Her own feelings gave her no clue. Her appetite had much improved, but, against that, she was sleeping badly—which she partly attributed to the "noise"—and was growing, probably on account of her idle days, increasingly restless. She found it difficult to settle down to anything—the hours in the hotel lounge after dinner, which used to be comfortably drowsy after the day of sea-air, were now a long stretch of boredom, from which she went up early to bed, knowing that she would not sleep. The band played on the parade every evening, but Joanna considered that it would be unseemly for her to go out alone in Marlingate after dark. Though she would have walked out on the Brodnyx road at midnight without putting the slightest strain on either her courage or her decorum, the well-lighted streets of a town became to her vaguely dangerous and indecorous after dusk had fallen. "It wouldn't be seemly," she repeated to herself in the loneliness and dullness of the lounge, and went desperately to bed.

However, three nights before going away she could bear it no longer.

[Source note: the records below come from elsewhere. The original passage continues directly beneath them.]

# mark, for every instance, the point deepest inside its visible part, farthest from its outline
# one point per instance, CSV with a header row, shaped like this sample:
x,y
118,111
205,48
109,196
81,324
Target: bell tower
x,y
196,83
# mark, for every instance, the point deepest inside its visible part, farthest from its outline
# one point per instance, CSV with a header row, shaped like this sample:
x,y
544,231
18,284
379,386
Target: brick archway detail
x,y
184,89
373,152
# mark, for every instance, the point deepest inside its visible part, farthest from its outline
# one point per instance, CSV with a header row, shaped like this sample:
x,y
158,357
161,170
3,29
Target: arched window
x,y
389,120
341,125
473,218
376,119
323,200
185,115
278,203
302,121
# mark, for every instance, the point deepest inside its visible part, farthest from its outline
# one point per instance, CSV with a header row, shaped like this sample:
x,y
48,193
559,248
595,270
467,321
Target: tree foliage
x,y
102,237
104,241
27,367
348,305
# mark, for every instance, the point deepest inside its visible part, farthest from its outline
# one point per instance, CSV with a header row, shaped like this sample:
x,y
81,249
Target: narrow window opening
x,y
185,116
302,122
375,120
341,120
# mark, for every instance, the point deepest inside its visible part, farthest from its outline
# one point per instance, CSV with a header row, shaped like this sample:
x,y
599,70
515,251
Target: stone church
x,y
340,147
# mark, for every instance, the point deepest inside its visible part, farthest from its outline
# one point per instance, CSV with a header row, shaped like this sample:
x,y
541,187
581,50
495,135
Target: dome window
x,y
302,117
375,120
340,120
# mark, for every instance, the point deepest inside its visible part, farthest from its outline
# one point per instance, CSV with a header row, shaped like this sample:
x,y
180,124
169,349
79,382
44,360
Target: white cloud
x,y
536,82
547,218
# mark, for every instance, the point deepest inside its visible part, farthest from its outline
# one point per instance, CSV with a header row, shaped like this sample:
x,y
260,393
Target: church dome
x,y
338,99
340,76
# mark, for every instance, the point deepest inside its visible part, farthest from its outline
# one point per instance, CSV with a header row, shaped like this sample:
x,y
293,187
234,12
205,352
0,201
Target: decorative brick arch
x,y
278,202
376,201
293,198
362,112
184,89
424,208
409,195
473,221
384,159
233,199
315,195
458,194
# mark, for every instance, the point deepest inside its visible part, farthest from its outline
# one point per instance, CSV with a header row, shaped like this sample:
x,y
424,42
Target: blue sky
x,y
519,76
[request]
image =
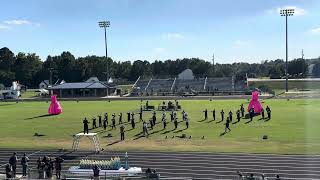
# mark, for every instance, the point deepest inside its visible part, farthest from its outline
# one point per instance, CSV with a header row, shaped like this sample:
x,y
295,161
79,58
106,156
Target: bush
x,y
112,164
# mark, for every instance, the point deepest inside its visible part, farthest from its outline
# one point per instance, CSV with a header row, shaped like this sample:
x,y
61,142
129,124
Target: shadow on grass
x,y
41,116
202,120
38,135
236,122
168,131
180,130
248,122
224,133
154,132
268,119
115,142
6,104
219,121
210,121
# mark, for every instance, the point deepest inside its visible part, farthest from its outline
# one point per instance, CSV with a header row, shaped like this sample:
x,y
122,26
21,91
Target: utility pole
x,y
105,24
286,13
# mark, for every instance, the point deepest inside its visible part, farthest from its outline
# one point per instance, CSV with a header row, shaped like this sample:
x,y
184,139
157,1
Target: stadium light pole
x,y
286,13
105,24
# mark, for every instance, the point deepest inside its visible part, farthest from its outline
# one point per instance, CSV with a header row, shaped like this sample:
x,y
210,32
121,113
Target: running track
x,y
187,165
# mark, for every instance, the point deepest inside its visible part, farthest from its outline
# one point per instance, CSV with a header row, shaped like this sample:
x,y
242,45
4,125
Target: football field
x,y
293,128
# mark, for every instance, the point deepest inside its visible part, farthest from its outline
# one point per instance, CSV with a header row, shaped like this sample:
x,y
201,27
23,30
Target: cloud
x,y
4,27
17,22
159,50
240,43
172,36
297,11
315,30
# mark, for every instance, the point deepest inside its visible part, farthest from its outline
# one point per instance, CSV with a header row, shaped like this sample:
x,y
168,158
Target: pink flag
x,y
55,107
255,103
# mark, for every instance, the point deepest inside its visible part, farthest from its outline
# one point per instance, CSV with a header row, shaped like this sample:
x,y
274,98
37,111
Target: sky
x,y
234,30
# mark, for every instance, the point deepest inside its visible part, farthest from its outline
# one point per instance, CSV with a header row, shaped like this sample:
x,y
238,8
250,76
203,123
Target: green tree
x,y
26,67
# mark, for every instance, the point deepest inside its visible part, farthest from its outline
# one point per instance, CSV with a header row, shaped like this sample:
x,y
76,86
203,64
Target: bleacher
x,y
220,84
141,86
189,85
160,85
201,85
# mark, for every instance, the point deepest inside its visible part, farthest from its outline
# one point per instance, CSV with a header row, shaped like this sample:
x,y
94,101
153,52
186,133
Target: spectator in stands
x,y
214,114
13,163
222,115
268,112
205,114
24,163
122,132
8,171
58,166
85,126
94,123
96,172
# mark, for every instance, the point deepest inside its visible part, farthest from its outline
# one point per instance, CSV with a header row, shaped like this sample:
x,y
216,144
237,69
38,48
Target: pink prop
x,y
55,107
255,103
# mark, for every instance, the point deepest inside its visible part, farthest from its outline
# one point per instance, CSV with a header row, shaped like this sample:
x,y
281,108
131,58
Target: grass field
x,y
293,129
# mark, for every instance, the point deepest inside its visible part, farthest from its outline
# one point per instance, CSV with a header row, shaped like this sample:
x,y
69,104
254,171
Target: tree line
x,y
29,70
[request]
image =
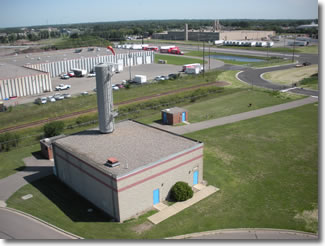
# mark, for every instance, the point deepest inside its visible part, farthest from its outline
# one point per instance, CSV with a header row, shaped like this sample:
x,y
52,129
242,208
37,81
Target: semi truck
x,y
79,72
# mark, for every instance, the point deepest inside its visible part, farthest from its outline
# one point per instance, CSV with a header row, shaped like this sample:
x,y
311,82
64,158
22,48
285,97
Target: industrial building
x,y
173,116
215,34
30,74
125,168
18,81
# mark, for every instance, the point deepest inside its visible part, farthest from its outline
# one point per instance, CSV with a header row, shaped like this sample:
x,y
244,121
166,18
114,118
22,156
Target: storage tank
x,y
104,72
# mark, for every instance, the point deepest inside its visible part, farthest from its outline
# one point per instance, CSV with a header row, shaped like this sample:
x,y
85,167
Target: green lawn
x,y
313,49
267,62
292,75
233,102
266,169
30,112
310,83
176,60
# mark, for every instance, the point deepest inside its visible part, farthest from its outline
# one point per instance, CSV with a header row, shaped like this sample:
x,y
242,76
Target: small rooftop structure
x,y
172,116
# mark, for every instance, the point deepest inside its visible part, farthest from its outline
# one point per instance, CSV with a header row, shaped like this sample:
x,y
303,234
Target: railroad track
x,y
74,114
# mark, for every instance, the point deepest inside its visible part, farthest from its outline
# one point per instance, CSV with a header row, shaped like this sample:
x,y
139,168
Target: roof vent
x,y
112,162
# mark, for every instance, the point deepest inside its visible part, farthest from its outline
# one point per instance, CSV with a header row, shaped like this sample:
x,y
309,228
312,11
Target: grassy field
x,y
266,169
176,60
310,83
270,61
225,104
31,112
292,75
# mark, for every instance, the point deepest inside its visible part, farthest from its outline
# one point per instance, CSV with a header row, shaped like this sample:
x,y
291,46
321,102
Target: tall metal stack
x,y
186,32
104,72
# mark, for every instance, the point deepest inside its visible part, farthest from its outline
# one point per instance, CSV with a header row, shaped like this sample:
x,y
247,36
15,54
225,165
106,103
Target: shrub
x,y
181,191
54,128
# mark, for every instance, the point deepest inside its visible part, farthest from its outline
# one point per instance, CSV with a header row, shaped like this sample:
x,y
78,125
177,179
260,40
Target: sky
x,y
43,12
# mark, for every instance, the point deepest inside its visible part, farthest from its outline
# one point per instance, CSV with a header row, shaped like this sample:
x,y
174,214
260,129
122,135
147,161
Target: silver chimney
x,y
104,73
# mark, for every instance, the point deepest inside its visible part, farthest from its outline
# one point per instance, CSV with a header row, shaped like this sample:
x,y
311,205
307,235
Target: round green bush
x,y
181,191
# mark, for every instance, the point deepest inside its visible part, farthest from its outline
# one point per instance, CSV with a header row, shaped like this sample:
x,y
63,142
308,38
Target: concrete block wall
x,y
25,85
88,63
135,191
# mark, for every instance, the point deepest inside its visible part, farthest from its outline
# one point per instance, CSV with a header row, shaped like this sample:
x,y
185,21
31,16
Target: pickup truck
x,y
61,87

After a warm April day, a purple starry evening hung over the sea. The water itself was a deep, glaucous gray, holding strange lights besides the golden path of the moon. Beachy Head stood out purple against the fading amber of the west, in the east All Holland Hill was hung with a crown of stars, which seemed to be mirrored in the lights of the fisher-boats off Rock-a-Nore.... It was impossible to think of such an evening spent in the stuffy, lonely lounge, with heavy curtains shutting out the opal and the amethyst of night.

She had not had time to dress for dinner, having come home late from a charabanc drive to Pevensey, and the circumstance seemed slightly to mitigate the daring of a stroll. In her neat tailor-made coat and skirt and black hat with the cock's plumes she might perhaps walk to and fro just a little in front of the hotel. She went out, and was a trifle reassured by the light which still lingered in the sky and on the sea—it was not quite dark yet, and there was a respectable-looking lot of people about—she recognized a lady staying in the hotel, and would have joined her, but the lady, whom she had already scared, saw her coming, and dodged off in the direction of the Marine Gardens.

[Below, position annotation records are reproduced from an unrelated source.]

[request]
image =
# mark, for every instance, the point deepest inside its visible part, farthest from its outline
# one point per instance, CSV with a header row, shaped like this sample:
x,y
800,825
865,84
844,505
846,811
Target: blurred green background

The band began to play a waltz from "A Persian Princess." Joanna felt once more in her blood the strange stir of the music she could not understand. It would be nice to dance ... queer that she had so seldom danced as a girl. She stood for a moment irresolute, then walked towards the bandstand, and sat down on one of the corporation benches, outside the crowd that had grouped round the musicians. It was very much the same sort of crowd as in the morning, but it was less covert in its ways—hands were linked, even here and there waists entwined.... Such details began to stand out of the dim, purplescent mass of the twilight people ... night was the time for love. They had come out into the darkness to make love to each other—their voices sounded different from in the day, more dragging, more tender....

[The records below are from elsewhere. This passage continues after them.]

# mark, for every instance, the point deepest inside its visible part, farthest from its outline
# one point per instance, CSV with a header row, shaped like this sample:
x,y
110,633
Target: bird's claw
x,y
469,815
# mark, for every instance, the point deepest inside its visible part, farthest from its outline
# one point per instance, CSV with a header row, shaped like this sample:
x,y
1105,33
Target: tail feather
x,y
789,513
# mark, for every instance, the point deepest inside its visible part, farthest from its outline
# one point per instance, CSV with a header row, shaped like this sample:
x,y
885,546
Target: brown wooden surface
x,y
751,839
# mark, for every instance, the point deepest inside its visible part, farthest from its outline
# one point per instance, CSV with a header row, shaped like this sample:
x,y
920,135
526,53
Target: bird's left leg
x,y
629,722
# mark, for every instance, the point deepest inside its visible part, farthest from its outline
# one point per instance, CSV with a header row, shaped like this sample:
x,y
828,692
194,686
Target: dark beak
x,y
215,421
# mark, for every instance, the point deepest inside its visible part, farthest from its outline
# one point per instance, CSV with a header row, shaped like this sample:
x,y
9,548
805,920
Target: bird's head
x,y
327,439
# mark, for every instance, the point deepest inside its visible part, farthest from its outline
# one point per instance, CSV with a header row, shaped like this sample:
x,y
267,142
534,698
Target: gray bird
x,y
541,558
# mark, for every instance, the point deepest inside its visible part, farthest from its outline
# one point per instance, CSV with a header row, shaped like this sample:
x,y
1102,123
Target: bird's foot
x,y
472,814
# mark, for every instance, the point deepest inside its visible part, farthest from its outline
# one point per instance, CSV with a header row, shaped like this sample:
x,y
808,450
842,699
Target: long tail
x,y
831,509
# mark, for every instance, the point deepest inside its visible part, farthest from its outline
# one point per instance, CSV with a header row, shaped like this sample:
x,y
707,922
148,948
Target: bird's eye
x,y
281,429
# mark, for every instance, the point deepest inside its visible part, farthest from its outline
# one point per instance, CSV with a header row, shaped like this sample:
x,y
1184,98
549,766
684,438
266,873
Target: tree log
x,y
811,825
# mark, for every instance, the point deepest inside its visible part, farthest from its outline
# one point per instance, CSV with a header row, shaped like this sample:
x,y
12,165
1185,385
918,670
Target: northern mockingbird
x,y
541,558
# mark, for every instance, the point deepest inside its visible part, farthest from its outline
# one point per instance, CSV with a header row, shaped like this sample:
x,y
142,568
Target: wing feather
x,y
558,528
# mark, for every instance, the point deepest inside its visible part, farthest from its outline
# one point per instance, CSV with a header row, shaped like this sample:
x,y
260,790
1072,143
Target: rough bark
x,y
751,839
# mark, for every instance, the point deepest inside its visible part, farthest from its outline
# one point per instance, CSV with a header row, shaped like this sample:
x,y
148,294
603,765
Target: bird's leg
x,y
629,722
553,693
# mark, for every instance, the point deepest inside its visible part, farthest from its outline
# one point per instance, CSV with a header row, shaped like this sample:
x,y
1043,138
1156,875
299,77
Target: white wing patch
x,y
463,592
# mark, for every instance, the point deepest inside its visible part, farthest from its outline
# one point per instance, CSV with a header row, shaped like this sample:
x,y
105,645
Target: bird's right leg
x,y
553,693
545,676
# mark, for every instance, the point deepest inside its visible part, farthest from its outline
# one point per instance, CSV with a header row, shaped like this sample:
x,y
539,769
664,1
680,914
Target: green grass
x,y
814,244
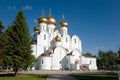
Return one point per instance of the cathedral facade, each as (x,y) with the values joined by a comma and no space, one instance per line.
(56,49)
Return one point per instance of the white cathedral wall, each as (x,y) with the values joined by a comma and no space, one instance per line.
(45,63)
(43,27)
(66,39)
(76,43)
(58,58)
(51,28)
(34,50)
(89,62)
(42,39)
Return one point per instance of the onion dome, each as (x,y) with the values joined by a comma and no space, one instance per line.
(36,28)
(51,20)
(63,24)
(57,39)
(42,19)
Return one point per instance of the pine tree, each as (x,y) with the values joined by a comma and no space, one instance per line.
(18,46)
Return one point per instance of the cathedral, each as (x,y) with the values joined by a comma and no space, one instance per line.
(56,49)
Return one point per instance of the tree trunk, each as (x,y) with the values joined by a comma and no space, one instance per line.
(16,71)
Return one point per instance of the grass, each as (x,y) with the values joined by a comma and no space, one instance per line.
(95,76)
(23,77)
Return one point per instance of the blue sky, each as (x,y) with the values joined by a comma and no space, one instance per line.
(96,22)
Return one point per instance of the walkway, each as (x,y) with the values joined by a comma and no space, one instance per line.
(60,77)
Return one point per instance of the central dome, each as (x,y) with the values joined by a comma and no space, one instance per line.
(36,28)
(42,20)
(51,20)
(57,39)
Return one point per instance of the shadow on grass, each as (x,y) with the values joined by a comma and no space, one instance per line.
(95,76)
(39,76)
(7,75)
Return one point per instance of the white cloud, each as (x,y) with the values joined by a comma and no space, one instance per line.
(118,33)
(12,7)
(35,20)
(27,7)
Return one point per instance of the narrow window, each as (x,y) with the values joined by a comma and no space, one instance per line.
(60,62)
(44,37)
(75,41)
(42,61)
(66,40)
(90,62)
(44,49)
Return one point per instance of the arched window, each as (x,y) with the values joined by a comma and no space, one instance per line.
(75,41)
(66,40)
(42,61)
(44,37)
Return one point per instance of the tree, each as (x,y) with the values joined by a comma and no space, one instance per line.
(106,59)
(18,44)
(1,43)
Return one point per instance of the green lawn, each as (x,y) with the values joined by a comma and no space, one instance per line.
(23,77)
(95,76)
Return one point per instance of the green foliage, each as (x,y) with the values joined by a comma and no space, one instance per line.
(89,55)
(23,77)
(18,45)
(95,76)
(1,43)
(106,59)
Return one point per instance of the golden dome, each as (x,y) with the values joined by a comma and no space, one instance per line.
(63,24)
(51,20)
(42,19)
(36,28)
(57,39)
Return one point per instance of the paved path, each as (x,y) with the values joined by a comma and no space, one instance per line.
(60,77)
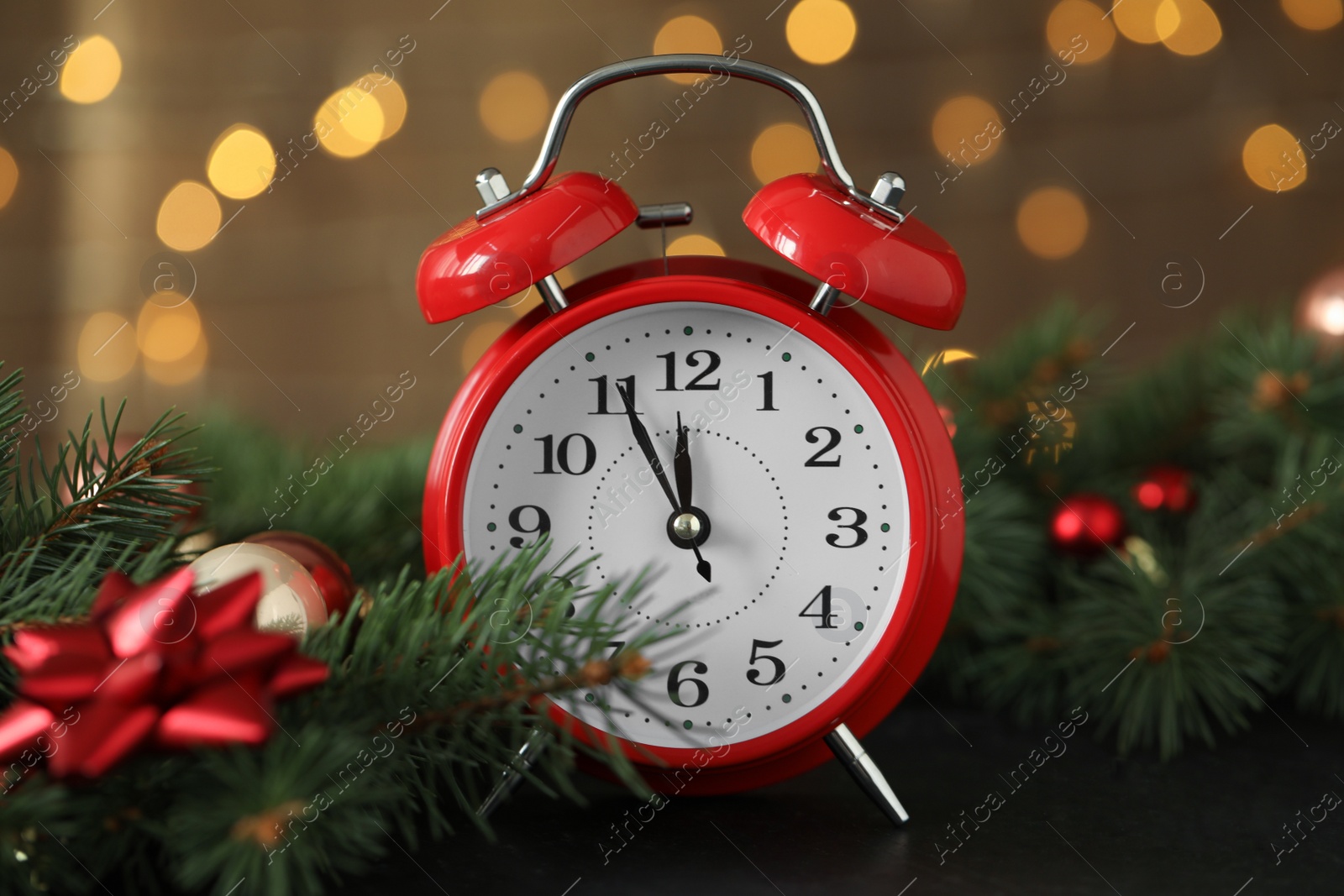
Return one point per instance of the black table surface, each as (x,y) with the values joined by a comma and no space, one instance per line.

She began to think of the times, which now seemed so far off, when she herself had sought a man's kisses. Half-ashamed she went back to stolen meetings—in a barn—behind a rick—in the elvish shadow of some skew-blown thorn. Just kisses ... not love, for love had been dead in her then.... But those kisses had been sweet, she remembered them, she could feel them on her lips ... oh, she could love again now—she could give and take kisses now.

The band was playing a rich, thick, drawling melody, full of the purple night and the warm air. The lovers round the bandstand seemed to sway to it and draw closer to each other. Joanna looked down into her lap, for her eyes were full of tears. She regretted passionately the days that were past—those light loves which had not been able to live in the shadow of Martin's memory. Oh, why had he taught her to love and then made it impossible for her ever to love again?—till it was too late, till she was a middle-aged woman to whom no man came.... It was not likely that anyone would want her now—her light lovers all lived now in substantial wedlock, the well-to-do farmers who had proposed to her in the respectful way of business had now taken to themselves other wives. The young men looked to women of their own age, to Ellen's pale, soft beauty ... once again she envied Ellen her loves, good and evil, and shame was in her heart. Then she lifted her eyes and saw Martin coming towards her.